Ito M, Tanaka T, Nunoki K, Hidaka H, Suzuki K.
Biochem Biophys Res Commun. 1987 Jun 30;145(3):1321-8.


The Ca2+ -activated neutral protease can proteolyze both Ca2+ -dependent cyclic nucleotide phosphodiesterase and smooth muscle myosin light chain kinase. Ca2+ -dependent cyclic nucleotide phosphodiesterase from rat brain was converted to the Ca2+ -independent active form by Ca2+ -activated protease. The proteolytic effects on myosin light chain kinase of Ca2+-activated protease differed in the presence and absence of the Ca2+-calmodulin (CaM) complex. In the presence of bound CaM, myosin light chain kinase (130k dalton) was degradated to a major fragment of 62 kDa, which had Ca2+/CaM-dependent enzyme and CaM-binding activity.
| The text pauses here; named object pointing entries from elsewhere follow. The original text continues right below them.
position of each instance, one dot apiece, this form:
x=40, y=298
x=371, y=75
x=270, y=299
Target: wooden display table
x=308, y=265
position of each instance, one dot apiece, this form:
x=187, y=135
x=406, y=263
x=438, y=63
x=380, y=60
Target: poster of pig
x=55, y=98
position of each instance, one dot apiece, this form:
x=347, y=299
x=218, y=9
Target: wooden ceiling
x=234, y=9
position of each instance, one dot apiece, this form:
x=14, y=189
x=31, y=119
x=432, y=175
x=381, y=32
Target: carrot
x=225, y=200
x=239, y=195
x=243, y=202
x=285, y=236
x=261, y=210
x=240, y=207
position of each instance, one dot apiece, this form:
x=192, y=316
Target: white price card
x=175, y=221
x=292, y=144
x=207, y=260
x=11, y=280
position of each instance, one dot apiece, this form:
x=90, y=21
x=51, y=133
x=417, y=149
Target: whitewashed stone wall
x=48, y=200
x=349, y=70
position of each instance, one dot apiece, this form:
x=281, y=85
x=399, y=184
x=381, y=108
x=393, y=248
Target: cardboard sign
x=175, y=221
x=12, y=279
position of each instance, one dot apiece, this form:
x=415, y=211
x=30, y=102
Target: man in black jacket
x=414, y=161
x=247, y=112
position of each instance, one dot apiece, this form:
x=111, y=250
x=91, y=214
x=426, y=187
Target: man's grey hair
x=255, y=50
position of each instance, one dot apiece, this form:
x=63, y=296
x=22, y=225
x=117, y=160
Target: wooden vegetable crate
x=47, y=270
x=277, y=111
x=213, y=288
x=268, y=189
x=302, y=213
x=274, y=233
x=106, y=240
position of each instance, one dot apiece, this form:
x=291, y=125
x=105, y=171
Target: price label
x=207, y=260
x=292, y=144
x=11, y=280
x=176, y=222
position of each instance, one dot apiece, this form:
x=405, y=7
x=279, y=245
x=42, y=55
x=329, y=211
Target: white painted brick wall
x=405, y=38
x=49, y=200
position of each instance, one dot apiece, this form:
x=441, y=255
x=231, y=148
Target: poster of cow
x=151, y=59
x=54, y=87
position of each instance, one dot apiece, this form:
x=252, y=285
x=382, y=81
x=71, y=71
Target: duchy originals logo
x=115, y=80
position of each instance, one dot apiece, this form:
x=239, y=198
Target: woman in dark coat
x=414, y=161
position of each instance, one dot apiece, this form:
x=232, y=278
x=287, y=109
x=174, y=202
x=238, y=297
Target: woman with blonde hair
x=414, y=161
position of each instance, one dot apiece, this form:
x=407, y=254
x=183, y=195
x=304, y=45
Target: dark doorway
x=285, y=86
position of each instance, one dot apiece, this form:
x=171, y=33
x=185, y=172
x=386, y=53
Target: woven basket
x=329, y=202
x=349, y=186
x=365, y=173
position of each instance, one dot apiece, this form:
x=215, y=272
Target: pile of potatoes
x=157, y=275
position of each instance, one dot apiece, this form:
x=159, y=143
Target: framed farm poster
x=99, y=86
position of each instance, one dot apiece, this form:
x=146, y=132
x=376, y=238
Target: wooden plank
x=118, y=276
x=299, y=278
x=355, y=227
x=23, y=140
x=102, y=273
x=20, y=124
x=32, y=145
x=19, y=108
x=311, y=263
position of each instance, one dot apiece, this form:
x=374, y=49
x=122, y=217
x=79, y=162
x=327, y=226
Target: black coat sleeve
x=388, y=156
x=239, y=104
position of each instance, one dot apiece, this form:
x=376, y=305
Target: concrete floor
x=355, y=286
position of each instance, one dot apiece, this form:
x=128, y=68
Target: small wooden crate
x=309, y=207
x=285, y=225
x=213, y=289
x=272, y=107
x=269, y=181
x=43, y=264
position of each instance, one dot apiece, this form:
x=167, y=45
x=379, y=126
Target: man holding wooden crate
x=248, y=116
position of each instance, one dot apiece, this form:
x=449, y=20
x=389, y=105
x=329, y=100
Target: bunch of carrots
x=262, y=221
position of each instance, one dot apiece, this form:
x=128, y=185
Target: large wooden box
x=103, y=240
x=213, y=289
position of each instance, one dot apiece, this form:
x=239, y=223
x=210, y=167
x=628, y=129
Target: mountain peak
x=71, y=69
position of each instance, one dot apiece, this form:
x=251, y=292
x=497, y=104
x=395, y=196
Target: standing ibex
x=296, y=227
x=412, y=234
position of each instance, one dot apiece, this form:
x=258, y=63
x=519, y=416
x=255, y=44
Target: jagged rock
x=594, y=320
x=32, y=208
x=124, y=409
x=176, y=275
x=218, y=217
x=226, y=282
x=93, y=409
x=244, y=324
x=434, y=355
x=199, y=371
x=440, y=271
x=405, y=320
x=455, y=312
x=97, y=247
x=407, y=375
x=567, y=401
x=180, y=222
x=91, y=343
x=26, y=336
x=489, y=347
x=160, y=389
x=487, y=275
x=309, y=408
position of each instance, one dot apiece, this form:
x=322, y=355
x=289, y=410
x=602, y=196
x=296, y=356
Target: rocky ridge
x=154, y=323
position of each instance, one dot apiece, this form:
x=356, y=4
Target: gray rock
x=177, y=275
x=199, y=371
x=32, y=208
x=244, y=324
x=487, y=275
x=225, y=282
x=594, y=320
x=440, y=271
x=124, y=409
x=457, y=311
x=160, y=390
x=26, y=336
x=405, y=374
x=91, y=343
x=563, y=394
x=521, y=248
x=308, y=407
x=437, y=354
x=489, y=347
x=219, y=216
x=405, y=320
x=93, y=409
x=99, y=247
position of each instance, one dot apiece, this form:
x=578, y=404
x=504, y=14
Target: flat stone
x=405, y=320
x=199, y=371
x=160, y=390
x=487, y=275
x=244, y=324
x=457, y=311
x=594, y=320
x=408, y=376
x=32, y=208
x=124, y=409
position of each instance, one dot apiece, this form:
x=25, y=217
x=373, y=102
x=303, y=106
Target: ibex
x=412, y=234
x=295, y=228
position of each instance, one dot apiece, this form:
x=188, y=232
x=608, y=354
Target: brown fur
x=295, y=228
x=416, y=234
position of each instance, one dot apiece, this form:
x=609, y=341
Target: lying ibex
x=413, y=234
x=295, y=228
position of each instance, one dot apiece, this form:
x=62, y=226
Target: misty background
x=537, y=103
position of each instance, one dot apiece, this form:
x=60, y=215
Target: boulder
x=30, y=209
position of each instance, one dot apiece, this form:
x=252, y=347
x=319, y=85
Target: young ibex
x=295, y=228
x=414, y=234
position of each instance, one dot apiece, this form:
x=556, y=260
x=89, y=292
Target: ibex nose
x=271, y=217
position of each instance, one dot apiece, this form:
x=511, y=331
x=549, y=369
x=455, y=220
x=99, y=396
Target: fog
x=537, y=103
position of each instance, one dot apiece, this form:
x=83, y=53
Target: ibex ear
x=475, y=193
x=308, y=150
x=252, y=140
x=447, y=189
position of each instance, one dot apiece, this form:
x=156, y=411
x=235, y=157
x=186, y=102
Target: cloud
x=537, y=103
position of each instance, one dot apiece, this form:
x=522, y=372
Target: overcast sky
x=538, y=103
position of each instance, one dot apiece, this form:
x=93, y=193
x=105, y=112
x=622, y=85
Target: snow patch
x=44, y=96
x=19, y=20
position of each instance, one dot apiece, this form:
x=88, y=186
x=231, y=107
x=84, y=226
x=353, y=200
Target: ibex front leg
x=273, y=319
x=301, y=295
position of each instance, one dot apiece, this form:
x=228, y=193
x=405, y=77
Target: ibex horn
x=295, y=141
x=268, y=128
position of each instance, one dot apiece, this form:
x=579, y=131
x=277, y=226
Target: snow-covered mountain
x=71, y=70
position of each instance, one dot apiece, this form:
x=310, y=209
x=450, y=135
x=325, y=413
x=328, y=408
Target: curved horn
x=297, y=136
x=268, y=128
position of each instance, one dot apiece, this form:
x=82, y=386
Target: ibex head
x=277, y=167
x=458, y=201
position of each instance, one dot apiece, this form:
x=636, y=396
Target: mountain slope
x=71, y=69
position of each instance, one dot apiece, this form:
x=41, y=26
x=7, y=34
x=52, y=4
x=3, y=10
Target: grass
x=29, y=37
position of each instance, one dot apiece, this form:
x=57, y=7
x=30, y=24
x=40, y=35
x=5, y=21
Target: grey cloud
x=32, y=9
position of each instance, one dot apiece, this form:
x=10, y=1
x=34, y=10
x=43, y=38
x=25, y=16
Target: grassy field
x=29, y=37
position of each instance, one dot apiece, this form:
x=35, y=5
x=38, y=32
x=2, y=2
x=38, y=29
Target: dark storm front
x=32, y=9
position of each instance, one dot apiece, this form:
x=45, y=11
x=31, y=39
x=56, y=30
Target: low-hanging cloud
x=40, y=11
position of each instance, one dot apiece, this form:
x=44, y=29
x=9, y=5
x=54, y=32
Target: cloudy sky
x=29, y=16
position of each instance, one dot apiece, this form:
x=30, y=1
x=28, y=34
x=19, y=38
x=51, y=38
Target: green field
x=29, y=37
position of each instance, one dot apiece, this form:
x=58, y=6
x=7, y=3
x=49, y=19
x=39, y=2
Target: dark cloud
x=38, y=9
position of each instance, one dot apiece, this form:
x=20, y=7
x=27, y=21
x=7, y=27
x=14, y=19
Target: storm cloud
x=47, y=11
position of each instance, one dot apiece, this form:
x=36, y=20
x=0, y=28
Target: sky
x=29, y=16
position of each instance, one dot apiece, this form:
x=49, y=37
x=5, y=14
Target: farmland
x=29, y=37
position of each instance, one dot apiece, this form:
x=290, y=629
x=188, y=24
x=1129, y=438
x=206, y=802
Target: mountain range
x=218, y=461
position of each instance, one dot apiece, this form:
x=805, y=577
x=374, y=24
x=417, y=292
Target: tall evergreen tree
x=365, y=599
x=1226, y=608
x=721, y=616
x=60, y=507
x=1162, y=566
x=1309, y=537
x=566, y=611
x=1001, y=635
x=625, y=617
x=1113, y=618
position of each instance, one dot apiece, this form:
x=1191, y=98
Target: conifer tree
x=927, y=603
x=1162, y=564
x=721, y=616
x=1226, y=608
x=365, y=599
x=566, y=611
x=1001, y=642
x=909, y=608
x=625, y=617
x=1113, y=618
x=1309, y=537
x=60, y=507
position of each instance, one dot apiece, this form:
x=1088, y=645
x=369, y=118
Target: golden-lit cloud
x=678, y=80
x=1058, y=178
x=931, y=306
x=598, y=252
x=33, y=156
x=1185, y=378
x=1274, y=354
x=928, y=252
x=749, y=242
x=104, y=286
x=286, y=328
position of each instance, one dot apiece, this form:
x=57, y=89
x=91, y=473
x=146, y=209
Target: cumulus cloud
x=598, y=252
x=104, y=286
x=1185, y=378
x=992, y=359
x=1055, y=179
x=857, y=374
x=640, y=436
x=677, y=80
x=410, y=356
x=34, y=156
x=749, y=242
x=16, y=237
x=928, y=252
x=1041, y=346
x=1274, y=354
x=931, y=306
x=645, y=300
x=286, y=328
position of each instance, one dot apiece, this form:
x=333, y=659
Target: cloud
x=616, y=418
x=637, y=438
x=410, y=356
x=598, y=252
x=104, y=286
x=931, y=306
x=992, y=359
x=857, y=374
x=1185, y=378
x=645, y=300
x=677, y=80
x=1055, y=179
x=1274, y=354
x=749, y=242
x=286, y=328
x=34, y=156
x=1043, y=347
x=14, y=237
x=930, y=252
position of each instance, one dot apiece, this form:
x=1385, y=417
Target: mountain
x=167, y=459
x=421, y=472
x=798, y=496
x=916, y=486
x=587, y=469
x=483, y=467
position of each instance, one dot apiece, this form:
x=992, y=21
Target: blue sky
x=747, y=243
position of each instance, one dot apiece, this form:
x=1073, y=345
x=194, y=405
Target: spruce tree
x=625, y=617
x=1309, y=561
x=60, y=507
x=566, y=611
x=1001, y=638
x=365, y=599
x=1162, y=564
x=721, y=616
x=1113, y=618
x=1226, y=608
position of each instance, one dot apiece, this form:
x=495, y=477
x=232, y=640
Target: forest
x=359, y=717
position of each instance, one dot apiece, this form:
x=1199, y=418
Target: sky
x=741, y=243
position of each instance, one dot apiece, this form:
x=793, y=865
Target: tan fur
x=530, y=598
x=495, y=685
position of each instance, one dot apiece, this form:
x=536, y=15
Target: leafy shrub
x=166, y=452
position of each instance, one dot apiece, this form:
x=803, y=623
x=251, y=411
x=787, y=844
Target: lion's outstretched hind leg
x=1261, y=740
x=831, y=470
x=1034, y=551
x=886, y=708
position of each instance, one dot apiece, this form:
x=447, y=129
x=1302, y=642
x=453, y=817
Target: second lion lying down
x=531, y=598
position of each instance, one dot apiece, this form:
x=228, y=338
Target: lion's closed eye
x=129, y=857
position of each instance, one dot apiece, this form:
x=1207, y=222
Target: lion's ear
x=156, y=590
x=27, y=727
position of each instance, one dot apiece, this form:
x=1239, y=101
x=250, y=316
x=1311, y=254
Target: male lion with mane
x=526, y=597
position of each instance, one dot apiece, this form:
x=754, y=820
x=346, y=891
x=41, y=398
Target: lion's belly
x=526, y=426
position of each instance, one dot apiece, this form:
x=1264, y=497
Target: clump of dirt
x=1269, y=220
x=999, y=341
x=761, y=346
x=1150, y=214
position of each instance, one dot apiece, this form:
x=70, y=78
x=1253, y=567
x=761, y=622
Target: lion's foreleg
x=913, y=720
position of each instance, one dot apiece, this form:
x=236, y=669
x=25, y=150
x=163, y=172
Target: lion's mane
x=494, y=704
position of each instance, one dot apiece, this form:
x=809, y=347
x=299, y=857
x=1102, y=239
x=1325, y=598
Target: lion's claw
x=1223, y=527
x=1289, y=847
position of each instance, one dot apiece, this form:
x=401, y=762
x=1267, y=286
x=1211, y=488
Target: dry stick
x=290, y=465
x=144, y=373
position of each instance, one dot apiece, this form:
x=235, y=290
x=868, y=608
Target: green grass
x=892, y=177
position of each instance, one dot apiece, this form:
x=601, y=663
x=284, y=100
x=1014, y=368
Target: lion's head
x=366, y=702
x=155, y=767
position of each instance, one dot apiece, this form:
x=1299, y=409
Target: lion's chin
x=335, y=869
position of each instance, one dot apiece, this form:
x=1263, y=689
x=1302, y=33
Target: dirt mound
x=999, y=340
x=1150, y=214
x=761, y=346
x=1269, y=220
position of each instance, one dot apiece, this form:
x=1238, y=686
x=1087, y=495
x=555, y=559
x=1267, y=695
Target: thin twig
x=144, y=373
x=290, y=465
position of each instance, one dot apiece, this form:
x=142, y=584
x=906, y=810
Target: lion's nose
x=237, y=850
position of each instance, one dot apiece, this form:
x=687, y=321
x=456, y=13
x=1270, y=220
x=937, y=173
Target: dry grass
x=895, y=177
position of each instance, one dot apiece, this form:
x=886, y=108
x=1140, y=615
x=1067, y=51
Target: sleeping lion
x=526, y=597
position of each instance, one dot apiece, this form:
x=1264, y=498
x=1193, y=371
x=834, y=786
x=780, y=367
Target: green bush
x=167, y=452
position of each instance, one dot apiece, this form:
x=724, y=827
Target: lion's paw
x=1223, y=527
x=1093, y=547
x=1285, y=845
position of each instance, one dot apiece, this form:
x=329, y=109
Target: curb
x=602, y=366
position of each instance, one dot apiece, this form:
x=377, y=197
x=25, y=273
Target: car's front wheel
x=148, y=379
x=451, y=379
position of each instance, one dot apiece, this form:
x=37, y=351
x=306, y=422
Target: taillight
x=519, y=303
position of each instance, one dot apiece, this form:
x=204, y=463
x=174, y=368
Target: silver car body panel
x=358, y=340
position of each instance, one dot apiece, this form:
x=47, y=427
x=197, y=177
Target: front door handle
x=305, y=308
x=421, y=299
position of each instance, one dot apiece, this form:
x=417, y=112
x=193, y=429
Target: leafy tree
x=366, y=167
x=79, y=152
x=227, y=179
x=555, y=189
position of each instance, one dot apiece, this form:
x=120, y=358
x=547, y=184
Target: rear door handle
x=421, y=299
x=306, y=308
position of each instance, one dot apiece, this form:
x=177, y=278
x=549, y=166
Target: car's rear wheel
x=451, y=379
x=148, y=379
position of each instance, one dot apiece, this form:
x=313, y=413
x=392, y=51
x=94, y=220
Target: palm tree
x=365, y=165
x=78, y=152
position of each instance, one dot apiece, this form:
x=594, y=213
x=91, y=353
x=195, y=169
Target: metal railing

When digestion occurred in the absence of bound CaM, myosin light chain kinase cleaved to a fragment of 60 kDa. This peptide had no enzymatic activity in the presence or absence of the Ca2+-CaM complex. Available evidence suggests that the Ca2+-activated proteases may recognize the conformational change of smooth muscle myosin light chain kinase induced by Ca2+-CaM complex.